普段自分は好きな版権のパチンコ台でよく遊んでいます。そんな中、これは「推し活」といわれているものと近しい点や似た構造があるのではないかと思い、どう違うのか考えてみました。

最初に感じた共通点として、自分の「好き」から始まる消費である点です。パチンコ・パチスロを頻繁に遊んでいる人たちは違うかもしれませんが、自分のようなライトユーザーは好きな版権の台で遊ぶことが多いと思います。また、推し活も好きなキャラクターのグッズなどを購入したりとやっていることは根本を見たら似ているのではないかと思いました。

一方で違いとして、お金の性質が挙げられます。推し活で使ったお金は、基本的に手元に戻ってくることはありません。一方でパチンコには、得た出玉を賞品に交換するという仕組みがあります。使った分がそのまま無くなる推し活と違い、遊技の結果次第では何かしらの対価に交換できる可能性があるという点が、大きな違いの一つだと思います。

このほか、推し活に使った分のお金はグッズや参戦の記録として少しずつ積み上がっていきます。たとえ使った金額が同じでも、手元にモノや思い出という形が残っていくのが推し活の特徴です。一方パチンコは、そこでしか手に入らない賞品というものはあまりなく、遊技をしても何も得られずに終わることも多々あります。同じように「お金と時間を使う娯楽」でも、片方は積み上がり、もう片方はその場で消えてしまう可能性がある。この違いが、パチンコと推し活を分ける一番大きなポイントなのかもしれません。


しかし不思議なのは、こうして構造を並べてみると似ている部分が多いにもかかわらず、世間からの見られ方は大きく違うという点です。推し活は今や市民権を得た趣味として、テレビやSNSでも好意的に取り上げられることが多くあります。
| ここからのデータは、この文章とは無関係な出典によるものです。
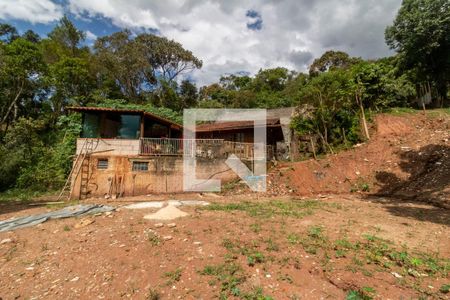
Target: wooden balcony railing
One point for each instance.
(207, 148)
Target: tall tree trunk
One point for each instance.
(13, 103)
(363, 116)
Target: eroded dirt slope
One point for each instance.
(407, 157)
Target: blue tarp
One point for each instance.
(70, 211)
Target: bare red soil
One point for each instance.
(408, 157)
(391, 242)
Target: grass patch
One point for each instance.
(228, 275)
(292, 208)
(381, 252)
(153, 238)
(21, 195)
(173, 276)
(365, 293)
(400, 111)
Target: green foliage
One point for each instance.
(292, 208)
(332, 60)
(159, 111)
(420, 35)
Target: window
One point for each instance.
(91, 125)
(140, 166)
(102, 164)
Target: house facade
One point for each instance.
(123, 152)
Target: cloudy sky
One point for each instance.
(230, 36)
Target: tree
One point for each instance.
(420, 34)
(66, 34)
(31, 36)
(8, 33)
(271, 79)
(331, 60)
(188, 94)
(21, 69)
(167, 57)
(140, 65)
(72, 81)
(121, 59)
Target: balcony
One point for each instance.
(205, 148)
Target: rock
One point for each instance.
(396, 275)
(83, 223)
(6, 241)
(413, 273)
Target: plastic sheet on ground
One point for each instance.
(67, 212)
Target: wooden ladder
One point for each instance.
(81, 164)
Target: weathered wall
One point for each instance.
(164, 175)
(111, 146)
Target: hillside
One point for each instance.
(407, 157)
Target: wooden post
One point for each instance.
(313, 147)
(141, 134)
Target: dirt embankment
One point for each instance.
(407, 157)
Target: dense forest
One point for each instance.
(41, 76)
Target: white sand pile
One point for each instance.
(169, 212)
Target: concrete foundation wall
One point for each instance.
(111, 146)
(164, 175)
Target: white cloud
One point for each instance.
(292, 32)
(33, 11)
(90, 36)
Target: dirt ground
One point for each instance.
(407, 157)
(372, 222)
(289, 248)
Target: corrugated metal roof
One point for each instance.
(120, 110)
(233, 125)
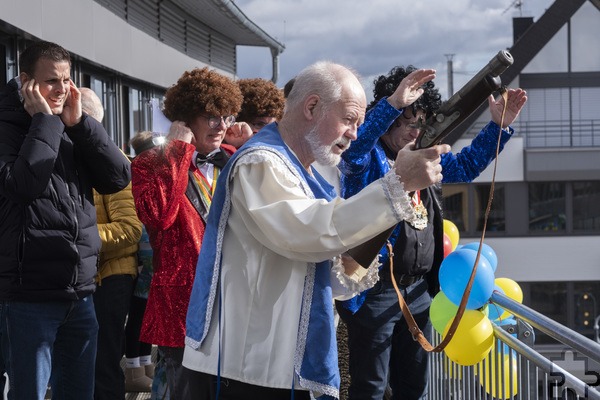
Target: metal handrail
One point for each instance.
(550, 327)
(557, 372)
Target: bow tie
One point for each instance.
(218, 159)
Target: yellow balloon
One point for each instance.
(499, 379)
(452, 231)
(472, 340)
(512, 290)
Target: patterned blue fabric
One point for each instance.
(317, 369)
(365, 161)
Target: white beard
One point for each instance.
(323, 153)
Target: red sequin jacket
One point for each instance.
(160, 180)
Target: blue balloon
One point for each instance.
(486, 251)
(454, 275)
(494, 310)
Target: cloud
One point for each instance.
(374, 36)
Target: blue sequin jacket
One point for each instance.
(365, 161)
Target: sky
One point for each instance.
(374, 36)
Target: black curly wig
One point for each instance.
(385, 85)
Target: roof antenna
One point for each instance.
(515, 4)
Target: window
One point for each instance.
(547, 207)
(496, 217)
(586, 213)
(465, 206)
(573, 304)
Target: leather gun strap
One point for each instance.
(412, 324)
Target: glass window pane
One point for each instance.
(586, 213)
(547, 207)
(586, 295)
(549, 299)
(455, 203)
(497, 217)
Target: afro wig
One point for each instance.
(261, 99)
(385, 85)
(202, 91)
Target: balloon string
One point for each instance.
(412, 325)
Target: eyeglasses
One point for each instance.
(410, 122)
(258, 125)
(214, 122)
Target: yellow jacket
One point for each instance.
(120, 232)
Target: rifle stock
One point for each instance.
(453, 112)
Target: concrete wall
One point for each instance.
(87, 29)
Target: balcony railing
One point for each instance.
(554, 133)
(517, 370)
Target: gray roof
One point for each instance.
(225, 16)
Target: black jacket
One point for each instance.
(49, 240)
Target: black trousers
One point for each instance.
(204, 386)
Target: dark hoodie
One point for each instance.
(49, 241)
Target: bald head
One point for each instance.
(323, 111)
(91, 104)
(329, 81)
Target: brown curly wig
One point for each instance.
(262, 98)
(202, 91)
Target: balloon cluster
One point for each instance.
(473, 340)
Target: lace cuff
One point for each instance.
(398, 197)
(360, 280)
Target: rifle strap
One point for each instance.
(412, 324)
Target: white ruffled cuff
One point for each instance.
(351, 285)
(398, 197)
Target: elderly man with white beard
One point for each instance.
(260, 319)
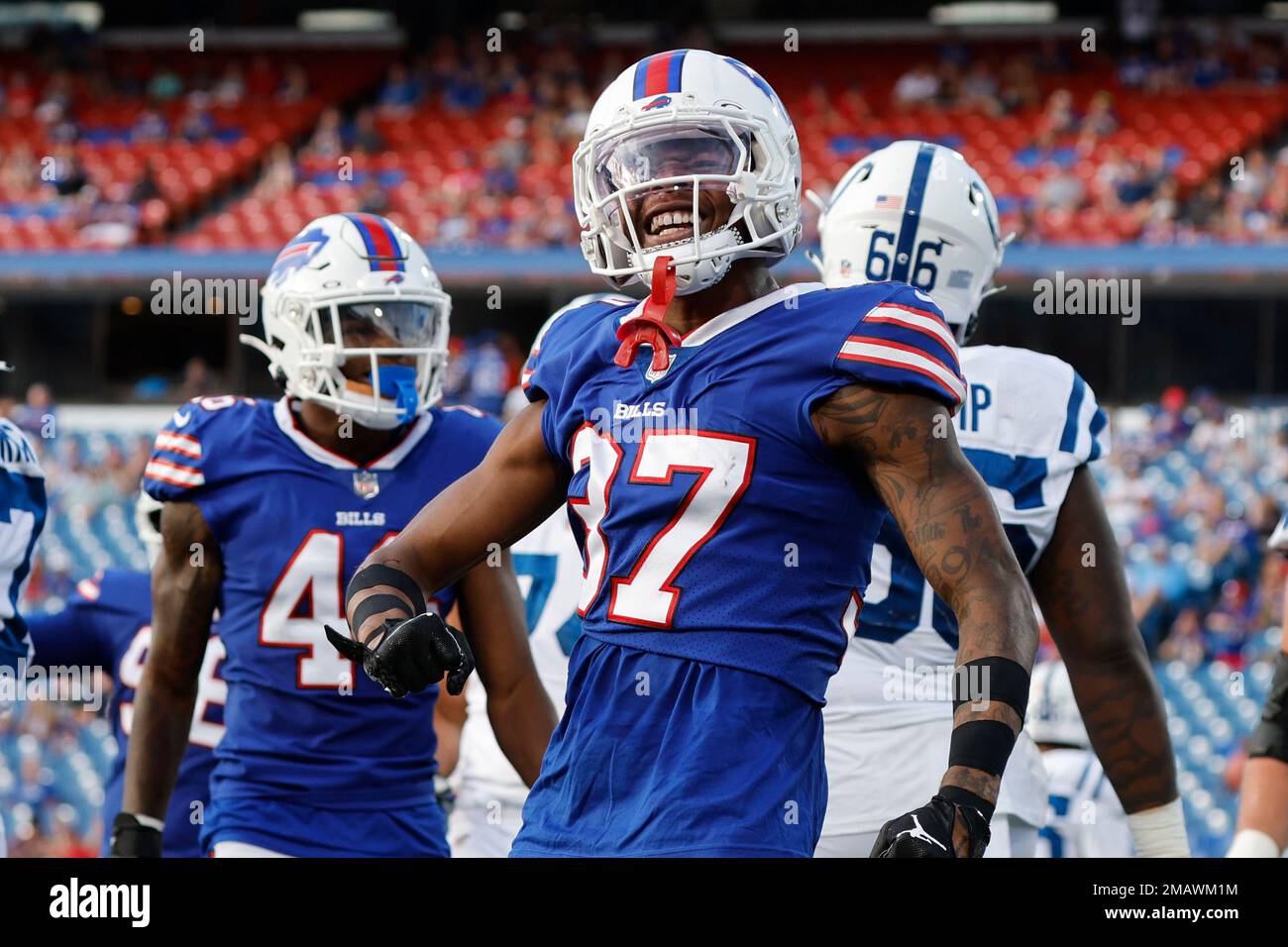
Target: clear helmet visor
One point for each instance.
(386, 324)
(671, 158)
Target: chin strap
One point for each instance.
(648, 328)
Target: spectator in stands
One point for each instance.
(362, 134)
(400, 91)
(198, 380)
(38, 415)
(18, 95)
(915, 88)
(69, 178)
(230, 88)
(196, 125)
(295, 85)
(327, 141)
(979, 89)
(374, 198)
(1059, 118)
(262, 80)
(165, 85)
(1100, 120)
(150, 127)
(1205, 205)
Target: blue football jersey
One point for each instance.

一方でパチンコは同じように「好き」から始まり、確率に一喜一憂し、体験にお金を使っているにもかかわらず、いまだに「ギャンブル」という枠でしか語られないことが多いように感じます。同じようなお金の使い方をしているはずなのに、なぜここまで見られ方に差が出るのでしょうか。

ですが、何も残らないからこそ、その場限りの体験を全力で楽しむという遊び方がパチンコの本質なのかもしれません。僕自身、好きなアニメの台を選んで打つ時の気持ちは、推し活をしている時の気持ちと同じようだと感じます。形は違っても、「好き」を原動力に楽しんでいることに変わりはないのだと思います。パチンコでしか手に入らないコラボ要素や推し活として思い出に残るような体験を前面にアピールしていくことで、ノンユーザーの方がパチンコ店に足を運ぶきっかけになり、推し活としてパチンコを楽しんでもらえるようになるかもしれません。